Learning Vision from Models Rivals Learning Vision from Data
Yonglong Tian, Lijie Fan, Kaifeng Chen, Dina Katabi, Dilip Krishnan, Phillip Isola
TL;DR
SynCLR demonstrates that fully synthetic data, generated from LLM-produced captions and diffusion-generated images, can yield competitive visual representations without any real data. By defining visual classes at the caption level and combining multi-positive contrastive learning with masked image modeling, it scales to hundreds of millions of captions and demonstrates strong transfer on ImageNet linear evaluation, fine-grained tasks, and ADE20k semantic segmentation. The approach matches or surpasses several real-data baselines while offering scalability and controllability through generative models, and it generalizes better than some peers on unseen concepts. This work highlights learning-from-models as a practical, scalable alternative to real-data collection, with clear avenues for future improvements in caption quality, higher-resolution pretraining, and larger architectures.
Abstract
We introduce SynCLR, a novel approach for learning visual representations exclusively from synthetic images and synthetic captions, without any real data. We synthesize a large dataset of image captions using LLMs, then use an off-the-shelf text-to-image model to generate multiple images corresponding to each synthetic caption.

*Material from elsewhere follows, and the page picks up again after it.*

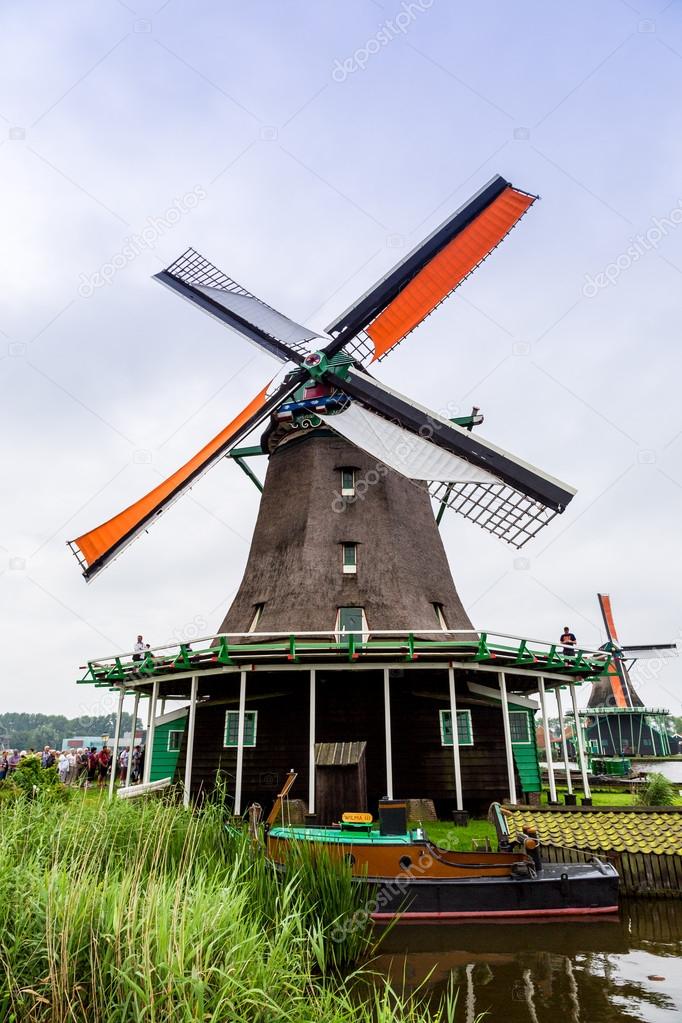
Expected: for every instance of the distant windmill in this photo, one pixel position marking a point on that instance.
(617, 719)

We perform visual representation learning on these synthetic images via contrastive learning, treating images sharing the same caption as positive pairs. The resulting representations transfer well to many downstream tasks, competing favorably with other general-purpose visual representation learners such as CLIP and DINO v2 in image classification tasks. Furthermore, in dense prediction tasks such as semantic segmentation, SynCLR outperforms previous self-supervised methods by a significant margin, e.g., improving over MAE and iBOT by 6.2 and 4.3 mIoU on ADE20k for ViT-B/16.